Producer Brent Miller, who’d worked with Moreno on the sitcom “One Day at a Time,” set the project in motion after reading her autobiography, “Rita Moreno: A Memoir.” Assuming she might have had multiple offers over the years, he asked if she’d be interested in a non-fiction feature about her life, to which the actress replied that, astonishingly, no one had inquired before. From that conversation a year passed for all elements to come together.

“When I finally said yes, one of the very first things I asked for was a woman director and I said, ‘Of course if we could get someone who is Hispanic, it would be just joyful for me. I think it would be very important for the documentary,’” Moreno said during a virtual Q&A as part of the International Documentary Association’s annual screening series.

Pérez Riera, also the mother of Marcel Ruiz, who played Moreno’s grandson on the show, submitted her pitch to Miller with a curious concept that used animated paper dolls illustrating the duality between the confident and negative sides of the actress, her own Dr Jekyll and Mr.
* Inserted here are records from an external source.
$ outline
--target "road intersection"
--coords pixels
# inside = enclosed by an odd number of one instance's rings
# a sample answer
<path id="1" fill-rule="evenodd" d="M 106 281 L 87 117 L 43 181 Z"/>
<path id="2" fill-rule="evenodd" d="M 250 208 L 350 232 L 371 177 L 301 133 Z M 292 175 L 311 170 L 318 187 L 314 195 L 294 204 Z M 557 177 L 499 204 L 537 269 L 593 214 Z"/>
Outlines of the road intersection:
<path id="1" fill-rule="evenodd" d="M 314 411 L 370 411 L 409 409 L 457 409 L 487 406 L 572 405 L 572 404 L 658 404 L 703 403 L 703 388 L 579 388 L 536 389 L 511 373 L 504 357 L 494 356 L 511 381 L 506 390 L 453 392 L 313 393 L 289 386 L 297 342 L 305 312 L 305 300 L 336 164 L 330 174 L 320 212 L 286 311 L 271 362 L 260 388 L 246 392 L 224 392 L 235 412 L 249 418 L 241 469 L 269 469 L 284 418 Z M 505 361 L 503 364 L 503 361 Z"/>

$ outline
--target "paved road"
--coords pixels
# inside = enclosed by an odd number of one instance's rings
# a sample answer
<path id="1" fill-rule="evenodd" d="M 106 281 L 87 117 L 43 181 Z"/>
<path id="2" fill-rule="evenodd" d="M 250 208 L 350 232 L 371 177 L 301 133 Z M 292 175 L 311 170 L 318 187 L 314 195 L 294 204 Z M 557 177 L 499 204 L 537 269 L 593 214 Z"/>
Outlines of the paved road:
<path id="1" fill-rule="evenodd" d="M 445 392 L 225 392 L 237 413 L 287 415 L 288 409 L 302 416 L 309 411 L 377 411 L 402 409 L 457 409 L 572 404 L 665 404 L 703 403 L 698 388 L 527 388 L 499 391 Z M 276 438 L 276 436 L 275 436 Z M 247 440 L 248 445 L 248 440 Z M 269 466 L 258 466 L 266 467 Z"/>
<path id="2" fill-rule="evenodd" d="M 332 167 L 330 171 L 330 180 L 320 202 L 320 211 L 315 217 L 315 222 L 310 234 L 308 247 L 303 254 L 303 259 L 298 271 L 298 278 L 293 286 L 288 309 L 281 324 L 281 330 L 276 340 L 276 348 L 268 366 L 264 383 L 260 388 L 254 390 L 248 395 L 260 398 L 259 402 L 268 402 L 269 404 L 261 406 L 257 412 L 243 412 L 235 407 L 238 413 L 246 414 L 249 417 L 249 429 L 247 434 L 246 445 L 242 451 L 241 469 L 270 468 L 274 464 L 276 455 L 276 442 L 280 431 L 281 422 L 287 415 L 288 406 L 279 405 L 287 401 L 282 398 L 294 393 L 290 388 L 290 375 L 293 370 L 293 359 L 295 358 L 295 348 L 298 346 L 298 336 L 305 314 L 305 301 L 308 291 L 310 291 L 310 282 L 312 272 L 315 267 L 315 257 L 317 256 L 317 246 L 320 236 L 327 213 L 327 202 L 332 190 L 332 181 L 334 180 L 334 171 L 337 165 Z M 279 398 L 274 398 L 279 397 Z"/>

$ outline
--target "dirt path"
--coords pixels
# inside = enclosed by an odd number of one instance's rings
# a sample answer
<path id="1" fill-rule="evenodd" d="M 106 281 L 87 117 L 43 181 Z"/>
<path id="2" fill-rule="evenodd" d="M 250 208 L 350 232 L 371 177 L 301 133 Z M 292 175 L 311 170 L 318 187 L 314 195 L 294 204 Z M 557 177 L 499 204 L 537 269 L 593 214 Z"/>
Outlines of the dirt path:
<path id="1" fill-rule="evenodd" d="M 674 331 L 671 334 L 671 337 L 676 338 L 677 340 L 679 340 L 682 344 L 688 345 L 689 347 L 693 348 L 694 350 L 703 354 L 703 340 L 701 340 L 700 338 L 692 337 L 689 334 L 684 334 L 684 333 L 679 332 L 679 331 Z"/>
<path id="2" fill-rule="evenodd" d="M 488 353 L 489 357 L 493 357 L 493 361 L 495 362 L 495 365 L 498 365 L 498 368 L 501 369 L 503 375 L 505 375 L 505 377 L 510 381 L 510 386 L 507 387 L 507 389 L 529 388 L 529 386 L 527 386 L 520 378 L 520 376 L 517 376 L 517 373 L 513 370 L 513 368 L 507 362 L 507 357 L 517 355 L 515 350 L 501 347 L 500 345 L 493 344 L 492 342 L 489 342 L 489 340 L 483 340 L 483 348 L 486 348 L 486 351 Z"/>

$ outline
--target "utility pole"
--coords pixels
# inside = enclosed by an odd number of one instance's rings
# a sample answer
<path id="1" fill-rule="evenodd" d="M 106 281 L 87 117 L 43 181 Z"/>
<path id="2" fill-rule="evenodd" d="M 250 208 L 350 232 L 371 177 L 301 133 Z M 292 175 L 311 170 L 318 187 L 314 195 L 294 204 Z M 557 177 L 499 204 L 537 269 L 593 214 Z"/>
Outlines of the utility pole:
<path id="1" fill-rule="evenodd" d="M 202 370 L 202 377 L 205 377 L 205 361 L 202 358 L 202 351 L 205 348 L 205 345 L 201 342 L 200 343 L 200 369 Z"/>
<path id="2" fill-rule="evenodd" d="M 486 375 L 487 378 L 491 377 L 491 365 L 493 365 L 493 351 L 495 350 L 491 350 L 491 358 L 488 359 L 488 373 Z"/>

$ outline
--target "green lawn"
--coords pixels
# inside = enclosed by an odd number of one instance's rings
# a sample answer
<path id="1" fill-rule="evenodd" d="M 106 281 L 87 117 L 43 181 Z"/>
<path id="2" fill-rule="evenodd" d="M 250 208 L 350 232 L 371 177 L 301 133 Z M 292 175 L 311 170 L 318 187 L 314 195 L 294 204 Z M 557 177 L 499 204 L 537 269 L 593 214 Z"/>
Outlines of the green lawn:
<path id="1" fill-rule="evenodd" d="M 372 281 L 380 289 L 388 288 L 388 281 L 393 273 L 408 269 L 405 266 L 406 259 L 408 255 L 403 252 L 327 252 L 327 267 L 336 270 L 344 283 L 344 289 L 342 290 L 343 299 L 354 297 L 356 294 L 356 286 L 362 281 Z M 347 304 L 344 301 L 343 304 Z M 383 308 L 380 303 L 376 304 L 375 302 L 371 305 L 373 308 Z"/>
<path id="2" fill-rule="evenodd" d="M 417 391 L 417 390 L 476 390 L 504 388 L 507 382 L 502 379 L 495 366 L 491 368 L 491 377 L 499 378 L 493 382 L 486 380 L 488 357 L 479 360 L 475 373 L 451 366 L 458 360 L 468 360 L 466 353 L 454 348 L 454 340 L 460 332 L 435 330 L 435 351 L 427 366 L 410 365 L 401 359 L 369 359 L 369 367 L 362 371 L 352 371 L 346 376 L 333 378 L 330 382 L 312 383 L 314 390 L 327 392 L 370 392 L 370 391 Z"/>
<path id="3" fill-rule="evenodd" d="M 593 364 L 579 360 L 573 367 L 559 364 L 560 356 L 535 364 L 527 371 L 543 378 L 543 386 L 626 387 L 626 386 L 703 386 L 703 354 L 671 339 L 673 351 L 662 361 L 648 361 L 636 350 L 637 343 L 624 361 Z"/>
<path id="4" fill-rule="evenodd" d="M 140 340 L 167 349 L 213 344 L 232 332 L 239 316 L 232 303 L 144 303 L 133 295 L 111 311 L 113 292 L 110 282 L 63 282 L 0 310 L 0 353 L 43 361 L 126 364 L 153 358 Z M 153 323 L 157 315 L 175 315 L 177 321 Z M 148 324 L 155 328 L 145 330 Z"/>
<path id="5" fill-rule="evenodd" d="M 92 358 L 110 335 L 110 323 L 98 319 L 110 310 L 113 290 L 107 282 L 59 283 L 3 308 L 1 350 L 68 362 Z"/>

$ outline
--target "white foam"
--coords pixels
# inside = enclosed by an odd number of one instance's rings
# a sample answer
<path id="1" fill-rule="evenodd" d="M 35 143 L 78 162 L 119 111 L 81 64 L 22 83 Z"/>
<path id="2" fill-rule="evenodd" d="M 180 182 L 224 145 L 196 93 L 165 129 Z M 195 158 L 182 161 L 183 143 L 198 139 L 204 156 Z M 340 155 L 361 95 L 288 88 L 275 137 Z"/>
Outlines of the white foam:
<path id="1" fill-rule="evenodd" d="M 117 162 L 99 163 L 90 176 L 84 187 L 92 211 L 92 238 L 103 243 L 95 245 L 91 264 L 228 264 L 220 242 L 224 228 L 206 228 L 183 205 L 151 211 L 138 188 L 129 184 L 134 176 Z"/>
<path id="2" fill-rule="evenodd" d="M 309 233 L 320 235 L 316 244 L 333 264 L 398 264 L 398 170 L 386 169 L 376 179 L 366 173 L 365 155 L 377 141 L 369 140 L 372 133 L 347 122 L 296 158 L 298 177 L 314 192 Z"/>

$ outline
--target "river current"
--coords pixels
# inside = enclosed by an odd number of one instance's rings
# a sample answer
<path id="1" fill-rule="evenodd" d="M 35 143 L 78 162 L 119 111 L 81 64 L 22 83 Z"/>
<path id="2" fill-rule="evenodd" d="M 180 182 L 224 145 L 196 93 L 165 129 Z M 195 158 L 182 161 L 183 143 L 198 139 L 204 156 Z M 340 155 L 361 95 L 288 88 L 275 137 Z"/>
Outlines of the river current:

Hyde: Rita, who wants to be, and Rosita, her less favorable traits personified.

“I realized that Rita, for almost all of her life was pretending to be someone she is not and was playing whatever everyone wanted her to play and that’s that paper doll, it has a neutral face and whatever you put on it becomes that new character,” noted Pérez Riera.

Taken with this conceit, Moreno also approves of the director’s decision to include academics and other personalities to contextualize the complex cultural eras she lived through, especially her early years when she was grossly exoticized and her prospects reduced to playing stereotypical parts because there were no other characters offered.

“When I see myself in those roles with those obvious makeups and costumes, such as they were, I hate seeing it. I don’t like it. It makes me sad for myself…angry sometimes and sad that I felt obliged to do this kind of stuff,” explained Moreno. Watch the video of the full conversation with Moreno and the filmmakers above.

Struggles with mental health have formed part of Moreno’s journey for many years, but in therapy she found help to become a more complete person and tackle the cracks in her psyche, as she describes them. Furthermore, she chose to speak on this topic without caveats in front of the camera. Her utmost certainty to bear it all out, even subjects as crushing as her suicide attempt or being raped by her agent at 17, stunned Pérez Riera.

“I made a promise to myself that if I was going to do such a thing as this documentary, I was going to be as truthful as possible,” said Moreno. “No hanging back with little details here and there. I would not allow myself the luxury, if you could call it that, of revealing certain things but not completely.”

As the life-time achievement accolades and festivities continue to roll in for the Boricua icon, it’s important to remember that when it comes to Rita Moreno one should never speak of her career as something left in the past. At nearly 90 vibrant years of age as the multi-hyphenate continues to be present on screens big and small.

This December a new chapter comes full circle for her with the updated version of “West Side Story,” for which she collaborated with Steven Spielberg. Moreno was excited to learn that the renowned director recently watched the documentary, and was impressed both with the creative approach and Moreno’s life. His glowing notes meant further validation.

“In fact, Steven, after he sent me the congratulatory [message], the next morning I got another text from him that said, ‘I can’t get your life story out of my mind.’ How about that!’